MILÁN, ITA.- Manifestantes prendieron fuego a botes de basura y la policía respondió con cañones de agua en el centro de Roma la noche del martes, durante una jornada de inconformidad y molestia contra las restricciones implementadas para combatir al coronavirus que incluyen el cierre temprano de bares y restaurantes, así como el cese de operaciones de gimnasios y salas de cine, una muestra del creciente descontento en Europa ante las renovadas medidas de confinamiento.

Peatones y conductores que volvían a casa del trabajo en Roma quedaron sorprendidos cuando los manifestantes, algunos de ellos encapuchados y miembros de un grupo político de extrema derecha, prendieron fuego a botes de basura en Piazza del Popolo, derribaron motonetas y monopatines estacionados y arrojaron bombas de humo, según reportes de la televisión estatal. Vagonetas de la policía respondieron con cañones de agua para dispersar a la multitud.

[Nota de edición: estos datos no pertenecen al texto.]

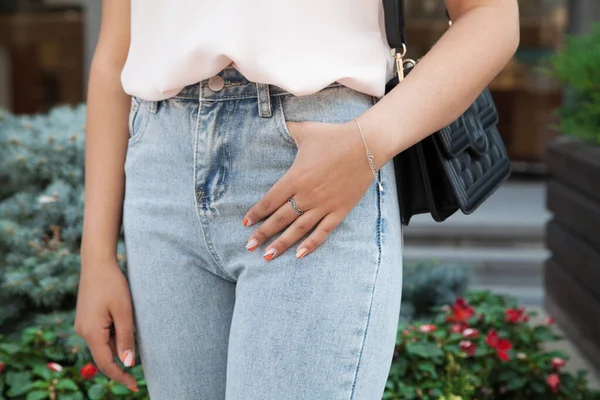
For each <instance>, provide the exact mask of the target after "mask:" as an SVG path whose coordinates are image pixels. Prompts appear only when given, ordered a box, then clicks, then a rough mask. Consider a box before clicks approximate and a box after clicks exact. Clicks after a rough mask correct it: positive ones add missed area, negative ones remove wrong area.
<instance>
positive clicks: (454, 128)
mask: <svg viewBox="0 0 600 400" xmlns="http://www.w3.org/2000/svg"><path fill="white" fill-rule="evenodd" d="M440 1H441V0H440ZM383 6H384V12H385V27H386V32H387V39H388V43H389V46H390V48H391V49H392V54H393V55H394V57H395V58H396V75H395V76H394V78H392V80H390V81H389V82H388V84H387V85H386V93H388V92H389V91H390V90H392V89H393V88H394V87H395V86H396V85H398V84H400V82H402V79H404V77H405V76H406V75H407V74H408V73H410V70H411V69H412V68H413V67H414V66H415V65H416V62H415V61H413V60H409V59H406V60H405V59H404V58H403V57H404V56H405V53H406V40H405V38H406V24H405V14H404V1H403V0H383ZM497 125H498V112H497V111H496V107H495V105H494V101H493V100H492V96H491V93H490V91H489V89H487V88H486V89H485V90H484V91H483V93H481V95H479V97H478V98H477V99H476V100H475V102H473V104H472V105H471V106H470V107H469V108H468V109H467V110H466V111H465V113H464V114H463V115H461V116H460V117H459V118H458V119H457V120H456V121H454V122H453V123H451V124H450V125H448V126H446V127H444V128H443V129H441V130H440V131H438V132H435V133H433V134H432V135H430V136H428V137H427V138H425V139H423V140H422V141H421V142H419V143H417V144H415V145H414V146H412V147H410V148H409V149H407V150H405V151H403V152H402V153H400V154H398V155H397V156H396V157H394V167H395V171H396V182H397V188H398V198H399V202H400V215H401V219H402V224H403V225H408V223H409V221H410V219H411V217H412V216H413V215H416V214H423V213H430V214H431V216H432V217H433V219H434V220H435V221H437V222H442V221H444V220H446V219H447V218H448V217H450V216H451V215H452V214H454V213H455V212H456V211H458V210H461V211H462V212H463V213H464V214H471V213H472V212H473V211H475V210H476V209H477V208H478V207H479V206H480V205H481V204H482V203H483V202H484V201H485V200H486V199H487V198H488V197H489V196H491V195H492V194H493V193H494V192H495V191H496V190H497V189H498V187H499V186H500V185H501V184H502V182H504V181H505V180H506V179H507V178H508V177H509V176H510V159H509V158H508V155H507V153H506V148H505V146H504V143H503V142H502V138H501V137H500V133H499V132H498V128H497Z"/></svg>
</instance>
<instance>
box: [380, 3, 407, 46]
mask: <svg viewBox="0 0 600 400" xmlns="http://www.w3.org/2000/svg"><path fill="white" fill-rule="evenodd" d="M383 13H384V16H385V31H386V36H387V40H388V45H389V46H390V48H392V49H397V50H398V51H400V49H402V48H403V46H406V22H405V14H404V0H383Z"/></svg>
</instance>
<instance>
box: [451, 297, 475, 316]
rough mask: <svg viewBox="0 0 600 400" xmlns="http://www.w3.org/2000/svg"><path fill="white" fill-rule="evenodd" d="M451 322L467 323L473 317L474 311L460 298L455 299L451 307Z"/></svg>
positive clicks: (467, 303)
mask: <svg viewBox="0 0 600 400" xmlns="http://www.w3.org/2000/svg"><path fill="white" fill-rule="evenodd" d="M451 310H452V320H453V321H455V322H467V321H469V318H471V317H472V316H473V314H474V313H475V310H474V309H473V307H471V306H470V305H469V303H467V301H466V300H465V299H463V298H461V297H459V298H458V299H456V301H455V302H454V304H453V305H452V308H451Z"/></svg>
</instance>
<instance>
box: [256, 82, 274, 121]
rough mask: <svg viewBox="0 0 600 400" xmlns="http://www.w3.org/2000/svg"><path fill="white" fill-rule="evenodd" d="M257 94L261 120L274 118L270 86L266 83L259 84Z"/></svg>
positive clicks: (258, 104)
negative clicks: (267, 118) (271, 103)
mask: <svg viewBox="0 0 600 400" xmlns="http://www.w3.org/2000/svg"><path fill="white" fill-rule="evenodd" d="M256 93H257V97H258V115H259V116H260V117H261V118H271V117H272V116H273V109H272V108H271V94H270V93H269V85H268V84H266V83H257V84H256Z"/></svg>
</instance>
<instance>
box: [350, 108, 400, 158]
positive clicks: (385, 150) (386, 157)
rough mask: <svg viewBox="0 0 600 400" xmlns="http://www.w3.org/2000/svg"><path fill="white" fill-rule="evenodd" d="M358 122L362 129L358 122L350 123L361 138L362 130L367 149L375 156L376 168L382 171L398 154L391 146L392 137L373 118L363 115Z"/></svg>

Fue la quinta noche consecutiva de protestas violentas en Italia después de que las autoridades implementaran toques de queda en distintas urbes del país como Nápoles y Roma.

Después de que las protestas se tornaron violentas la noche del lunes en la capital financiera del país, Milán, la policía arrestó a 28 personas. En la ciudad industrial de Turín, en el norte del país, al menos 11 manifestantes fueron detenidos.

Toda Europa se enfrenta al problema de cómo frenar un repunte de infecciones antes de que sus hospitales queden rebasados nuevamente.

Varias ciudades de Francia implementaron toques de queda nocturnos. Las escuelas deben cerrar a las 6 de la tarde. En Irlanda del Norte y República Checa se suspendieron las clases presenciales. Las autoridades de Alemania ordenaron confinamientos en áreas cercanas a la frontera con Austria y nuevos requerimientos del uso de mascarillas surgen cada semana en todo el continente, incluyendo una orden nacional en Rusia.